Wakil Gubernur Reny A. Lamadjido mengatakan, sektor kesehatan tidak termasuk dalam pola kerja fleksibel karena merupakan layanan dasar yang wajib diberikan kepada masyarakat.
“Jika pasien sudah datang ke rumah sakit, wajib dilayani. Tidak boleh ditolak,” kata Reny saat konferensi pers usai pelantikan Direktur RS Undata dr.Jumriani, di Kota Palu, Senin (4/5/2026).

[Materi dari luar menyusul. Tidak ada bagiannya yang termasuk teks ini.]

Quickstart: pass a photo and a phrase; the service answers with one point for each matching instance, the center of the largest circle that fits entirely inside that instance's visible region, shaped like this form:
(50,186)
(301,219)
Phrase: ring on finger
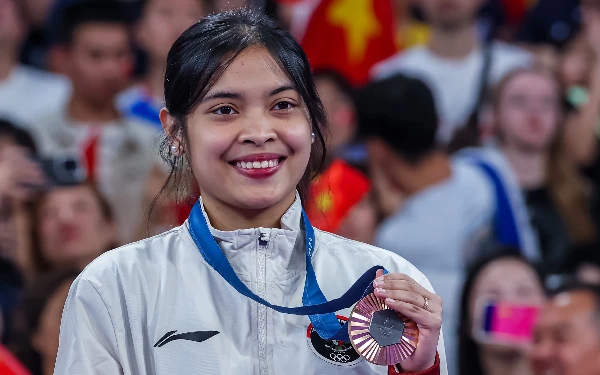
(426,304)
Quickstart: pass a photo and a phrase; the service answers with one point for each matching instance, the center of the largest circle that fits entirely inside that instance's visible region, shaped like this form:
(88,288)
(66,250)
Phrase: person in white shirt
(452,63)
(240,109)
(449,206)
(119,153)
(25,93)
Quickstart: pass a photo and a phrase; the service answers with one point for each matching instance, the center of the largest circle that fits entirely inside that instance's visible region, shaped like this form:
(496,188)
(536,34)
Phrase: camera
(63,170)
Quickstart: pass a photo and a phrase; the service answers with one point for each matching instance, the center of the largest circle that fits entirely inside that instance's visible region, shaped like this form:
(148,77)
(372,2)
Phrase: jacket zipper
(263,244)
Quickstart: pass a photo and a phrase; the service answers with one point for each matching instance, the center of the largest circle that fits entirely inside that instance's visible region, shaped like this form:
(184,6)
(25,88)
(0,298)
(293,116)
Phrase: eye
(283,106)
(224,111)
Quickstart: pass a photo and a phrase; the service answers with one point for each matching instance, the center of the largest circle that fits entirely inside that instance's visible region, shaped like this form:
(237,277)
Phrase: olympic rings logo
(339,357)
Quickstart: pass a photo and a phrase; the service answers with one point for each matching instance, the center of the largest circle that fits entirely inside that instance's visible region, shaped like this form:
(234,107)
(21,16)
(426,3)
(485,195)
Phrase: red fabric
(90,153)
(350,36)
(9,364)
(334,193)
(515,10)
(433,370)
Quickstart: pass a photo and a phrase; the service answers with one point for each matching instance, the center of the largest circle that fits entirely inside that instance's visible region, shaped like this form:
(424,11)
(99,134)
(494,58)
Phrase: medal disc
(380,335)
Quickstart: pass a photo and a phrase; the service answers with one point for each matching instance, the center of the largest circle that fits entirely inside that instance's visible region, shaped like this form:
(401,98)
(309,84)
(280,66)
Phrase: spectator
(567,337)
(583,264)
(119,152)
(527,109)
(161,23)
(338,98)
(37,328)
(25,93)
(11,285)
(72,226)
(20,179)
(452,64)
(449,204)
(502,278)
(550,22)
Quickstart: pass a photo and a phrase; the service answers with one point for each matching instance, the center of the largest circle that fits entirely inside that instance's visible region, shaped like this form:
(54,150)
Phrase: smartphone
(506,323)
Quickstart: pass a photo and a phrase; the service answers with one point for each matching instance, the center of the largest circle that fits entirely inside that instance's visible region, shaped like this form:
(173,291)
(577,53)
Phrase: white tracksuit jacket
(156,307)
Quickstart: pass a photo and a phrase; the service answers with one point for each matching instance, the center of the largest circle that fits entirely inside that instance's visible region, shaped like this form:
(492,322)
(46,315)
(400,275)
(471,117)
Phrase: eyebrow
(238,96)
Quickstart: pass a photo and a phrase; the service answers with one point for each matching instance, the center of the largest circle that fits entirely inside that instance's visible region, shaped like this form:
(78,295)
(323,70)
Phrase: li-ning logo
(197,336)
(386,327)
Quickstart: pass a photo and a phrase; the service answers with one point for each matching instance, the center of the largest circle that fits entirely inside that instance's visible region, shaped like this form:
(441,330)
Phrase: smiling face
(528,112)
(249,138)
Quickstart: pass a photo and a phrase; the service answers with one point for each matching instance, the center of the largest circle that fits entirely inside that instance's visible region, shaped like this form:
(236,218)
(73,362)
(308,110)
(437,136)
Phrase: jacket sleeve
(87,343)
(433,370)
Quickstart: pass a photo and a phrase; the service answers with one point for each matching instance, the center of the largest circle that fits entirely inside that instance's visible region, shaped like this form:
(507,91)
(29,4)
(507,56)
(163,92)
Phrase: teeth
(257,164)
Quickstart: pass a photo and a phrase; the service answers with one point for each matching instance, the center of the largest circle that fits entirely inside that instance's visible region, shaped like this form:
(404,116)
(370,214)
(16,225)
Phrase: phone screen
(505,322)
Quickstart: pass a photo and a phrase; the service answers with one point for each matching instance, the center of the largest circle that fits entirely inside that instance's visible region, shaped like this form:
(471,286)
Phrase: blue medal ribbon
(320,311)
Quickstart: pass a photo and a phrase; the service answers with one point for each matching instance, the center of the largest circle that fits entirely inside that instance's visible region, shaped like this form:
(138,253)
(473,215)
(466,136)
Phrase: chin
(261,199)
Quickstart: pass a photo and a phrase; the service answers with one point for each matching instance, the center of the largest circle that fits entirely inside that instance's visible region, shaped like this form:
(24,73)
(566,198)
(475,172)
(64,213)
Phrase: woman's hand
(404,295)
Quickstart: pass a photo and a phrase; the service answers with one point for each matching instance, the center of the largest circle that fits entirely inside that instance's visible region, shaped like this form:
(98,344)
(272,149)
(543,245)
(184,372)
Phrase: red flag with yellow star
(334,193)
(350,36)
(515,10)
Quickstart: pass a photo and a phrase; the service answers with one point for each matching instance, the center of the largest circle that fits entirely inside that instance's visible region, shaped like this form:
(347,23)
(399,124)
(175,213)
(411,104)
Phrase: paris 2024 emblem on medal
(380,335)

Ia menyebutkan, beban layanan kesehatan di Sulawesi Tengah tergolong tinggi. Data mencatat, RS Undata menangani 31.756 kasus, sementara layanan kesehatan di Kota Palu mencapai 29.964 kasus.
Menurut dia, tingginya jumlah pasien tersebut berdampak pada besarnya alokasi anggaran sektor kesehatan. Meski demikian, pemerintah tetap memprioritaskan pelayanan kepada masyarakat tanpa diskriminasi.
Reny juga mengimbau masyarakat agar tidak mudah mempercayai informasi yang belum terverifikasi terkait layanan rumah sakit. Ia menekankan pentingnya akurasi informasi agar tidak menimbulkan kesalahpahaman publik.
Kebijakan WFA bagi ASN diatur dalam Surat Edaran Nomor 6 tentang transformasi budaya kerja yang ditandatangani Gubernur Anwar Hafid. Aturan tersebut mengatur pola kerja fleksibel, termasuk kombinasi work from office (WFO) dan WFA.
Namun, pemerintah memberikan pengecualian bagi sektor layanan kesehatan. Rumah sakit daerah dan laboratorium kesehatan tetap diwajibkan beroperasi penuh dengan pelayanan langsung kepada masyarakat.
Selain itu, layanan kesehatan juga tetap berjalan pada akhir pekan melalui sistem pengaturan shift tenaga medis.
Pemerintah Provinsi Sulawesi Tengah berharap kebijakan ini dapat memperkuat transformasi budaya kerja ASN tanpa mengurangi kualitas pelayanan publik di sektor kesehatan.